Machine learning has become an integral part of many of the cloud services we use on a daily basis such as Google Assist and Apple Siri. The implementation of the neural networks comprising the back end of these services has taken the form of high performance computing (HPC) nodes using GPU hardware accelerators. Emerging applications such as autonomous cars and drones implement a mixture of machine learning and computer vision that require a high-throughput, low-latency platform while at the same time maintaining strict size, weight and power (SWAP) restrictions. These applications in particular are perfectly suited for FPGA hardware accelerators. Updated for Vivado/Petalinux 2017.4
GPUs vs FPGAs
So why go through all the trouble to target an FPGA over a GPU? Below is a typical vehicle sensor processing system using a traditional CPU-GPU SoC, such as an Nvidia Tegra, and a Zynq FPGA SoC developed with the reVISION toolchain from Xilinx.
Take for example the vehicle’s automatic breaking system. The induced latency from transferring data between the sensor processing in the GPU to the critical decision making in the CPU can result in a significant delay in applying the brakes. By removing the CPU from the datapath and embedding the sensor processing, critical decision making and output control in the FPGA fabric you can achieve significantly better, and deterministic, results.
Performance Per Watt
Not only can you achieve significantly lower latencies but in many applications the performance per watt is far better as well.

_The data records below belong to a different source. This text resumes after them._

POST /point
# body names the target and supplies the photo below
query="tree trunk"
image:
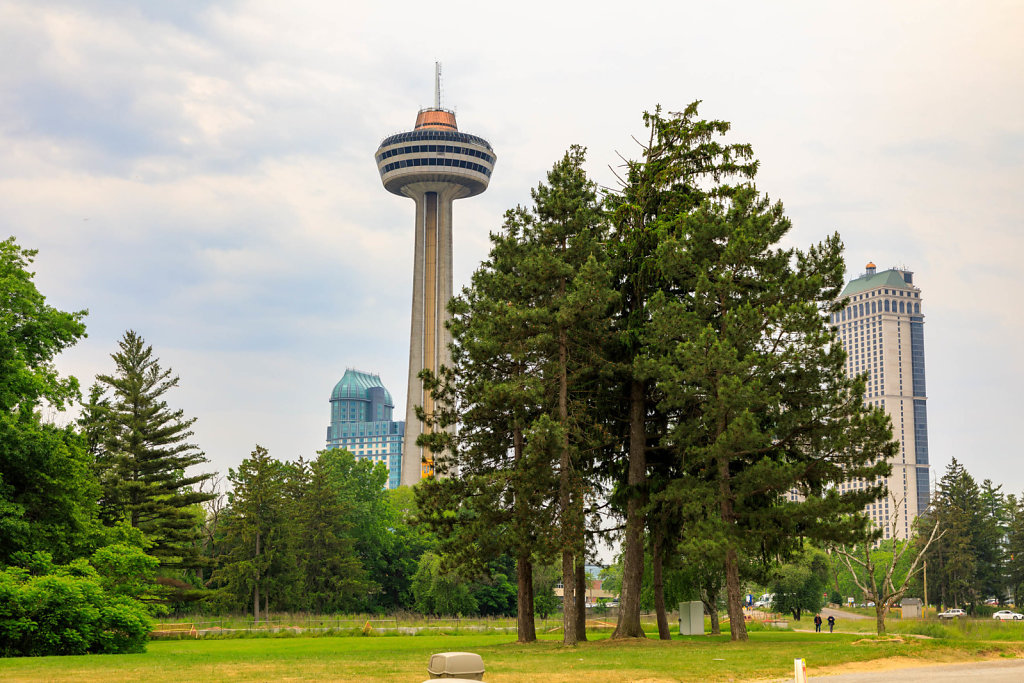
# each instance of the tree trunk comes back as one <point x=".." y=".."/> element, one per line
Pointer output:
<point x="734" y="597"/>
<point x="733" y="593"/>
<point x="581" y="595"/>
<point x="655" y="560"/>
<point x="710" y="600"/>
<point x="629" y="605"/>
<point x="569" y="601"/>
<point x="716" y="628"/>
<point x="256" y="585"/>
<point x="525" y="628"/>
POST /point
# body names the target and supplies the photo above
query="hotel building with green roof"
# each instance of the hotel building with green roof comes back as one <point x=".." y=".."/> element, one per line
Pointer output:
<point x="360" y="422"/>
<point x="882" y="329"/>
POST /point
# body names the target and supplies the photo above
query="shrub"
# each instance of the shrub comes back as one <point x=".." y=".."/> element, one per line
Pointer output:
<point x="67" y="610"/>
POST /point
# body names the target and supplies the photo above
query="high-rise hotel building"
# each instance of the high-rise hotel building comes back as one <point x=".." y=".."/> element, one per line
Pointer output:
<point x="883" y="331"/>
<point x="360" y="422"/>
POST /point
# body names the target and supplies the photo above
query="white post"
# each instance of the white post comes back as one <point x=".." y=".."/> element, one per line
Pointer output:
<point x="800" y="671"/>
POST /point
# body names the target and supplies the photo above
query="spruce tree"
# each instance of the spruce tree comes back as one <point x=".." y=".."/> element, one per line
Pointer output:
<point x="680" y="163"/>
<point x="255" y="532"/>
<point x="146" y="454"/>
<point x="527" y="341"/>
<point x="500" y="496"/>
<point x="330" y="574"/>
<point x="750" y="360"/>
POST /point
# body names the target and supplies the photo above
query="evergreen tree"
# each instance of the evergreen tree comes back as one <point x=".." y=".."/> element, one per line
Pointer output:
<point x="255" y="531"/>
<point x="500" y="496"/>
<point x="330" y="573"/>
<point x="1015" y="547"/>
<point x="953" y="559"/>
<point x="146" y="453"/>
<point x="681" y="158"/>
<point x="990" y="538"/>
<point x="526" y="337"/>
<point x="754" y="380"/>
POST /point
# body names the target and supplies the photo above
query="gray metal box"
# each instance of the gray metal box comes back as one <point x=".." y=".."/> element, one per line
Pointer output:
<point x="691" y="619"/>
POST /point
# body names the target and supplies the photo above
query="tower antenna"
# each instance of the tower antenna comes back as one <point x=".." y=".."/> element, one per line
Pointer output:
<point x="437" y="85"/>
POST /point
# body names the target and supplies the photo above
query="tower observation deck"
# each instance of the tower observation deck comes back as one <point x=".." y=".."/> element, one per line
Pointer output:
<point x="433" y="165"/>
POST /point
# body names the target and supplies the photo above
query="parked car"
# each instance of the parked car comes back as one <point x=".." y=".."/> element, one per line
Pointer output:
<point x="1006" y="615"/>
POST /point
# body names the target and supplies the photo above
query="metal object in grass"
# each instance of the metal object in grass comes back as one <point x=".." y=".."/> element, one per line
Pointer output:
<point x="456" y="667"/>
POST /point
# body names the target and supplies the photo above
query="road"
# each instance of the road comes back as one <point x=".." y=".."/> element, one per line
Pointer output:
<point x="1001" y="671"/>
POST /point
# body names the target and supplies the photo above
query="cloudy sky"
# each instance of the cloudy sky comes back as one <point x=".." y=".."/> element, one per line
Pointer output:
<point x="202" y="172"/>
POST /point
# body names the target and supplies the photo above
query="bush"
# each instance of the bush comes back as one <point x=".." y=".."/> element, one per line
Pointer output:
<point x="67" y="610"/>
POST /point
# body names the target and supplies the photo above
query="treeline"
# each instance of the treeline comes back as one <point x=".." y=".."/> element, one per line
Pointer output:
<point x="650" y="354"/>
<point x="980" y="555"/>
<point x="113" y="518"/>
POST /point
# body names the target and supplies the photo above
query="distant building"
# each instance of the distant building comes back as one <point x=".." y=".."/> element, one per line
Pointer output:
<point x="360" y="422"/>
<point x="883" y="332"/>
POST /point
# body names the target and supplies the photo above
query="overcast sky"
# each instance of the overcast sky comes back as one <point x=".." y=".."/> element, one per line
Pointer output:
<point x="203" y="173"/>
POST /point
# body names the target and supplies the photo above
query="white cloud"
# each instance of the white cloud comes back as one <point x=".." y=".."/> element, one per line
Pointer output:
<point x="203" y="172"/>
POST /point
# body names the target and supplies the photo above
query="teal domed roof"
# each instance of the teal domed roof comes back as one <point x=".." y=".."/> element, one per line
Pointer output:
<point x="356" y="385"/>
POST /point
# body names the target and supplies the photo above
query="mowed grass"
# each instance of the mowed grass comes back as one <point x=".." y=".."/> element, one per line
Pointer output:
<point x="403" y="658"/>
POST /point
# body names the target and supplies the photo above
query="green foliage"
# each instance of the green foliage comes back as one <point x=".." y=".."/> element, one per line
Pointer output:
<point x="799" y="586"/>
<point x="144" y="454"/>
<point x="254" y="529"/>
<point x="969" y="562"/>
<point x="47" y="492"/>
<point x="436" y="591"/>
<point x="77" y="608"/>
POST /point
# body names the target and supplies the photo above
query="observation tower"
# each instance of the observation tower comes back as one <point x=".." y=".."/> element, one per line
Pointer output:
<point x="433" y="165"/>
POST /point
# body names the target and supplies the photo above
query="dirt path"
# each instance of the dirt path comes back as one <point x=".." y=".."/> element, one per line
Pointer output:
<point x="840" y="613"/>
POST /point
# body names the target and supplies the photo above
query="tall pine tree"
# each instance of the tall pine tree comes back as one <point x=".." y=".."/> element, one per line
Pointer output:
<point x="145" y="455"/>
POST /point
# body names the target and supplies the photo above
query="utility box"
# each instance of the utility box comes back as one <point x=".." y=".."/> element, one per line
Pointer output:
<point x="691" y="619"/>
<point x="463" y="666"/>
<point x="911" y="607"/>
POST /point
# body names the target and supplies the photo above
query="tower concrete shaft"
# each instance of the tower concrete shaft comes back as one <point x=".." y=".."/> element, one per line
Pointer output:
<point x="433" y="165"/>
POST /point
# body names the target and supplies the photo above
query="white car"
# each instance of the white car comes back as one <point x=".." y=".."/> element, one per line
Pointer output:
<point x="1006" y="614"/>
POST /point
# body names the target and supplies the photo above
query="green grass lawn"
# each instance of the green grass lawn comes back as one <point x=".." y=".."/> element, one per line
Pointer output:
<point x="403" y="658"/>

It’s all about the Floating Point
The issue, at least for now, when it comes to GPU vs FPGA neural network performance is all about floating point operations. FPGAs use embedded DSP blocks to compute floating point operations; and today even the biggest, fastest FPGAs can’t compete with GPUs in that respect. However, according to recent research such as FINN: A Framework for Fast, Scalable Binarized Neural Network Inference “convolutional neural networks contain significant redundancy, and high classification accuracy can be obtained even when weights and activations are reduced from floating point to binary values”. This is great news for FPGAs especially when the training data for Binary Neural Networks (BNN) can fit into on-chip-memory, further reducing latencies and increasing performance per watt.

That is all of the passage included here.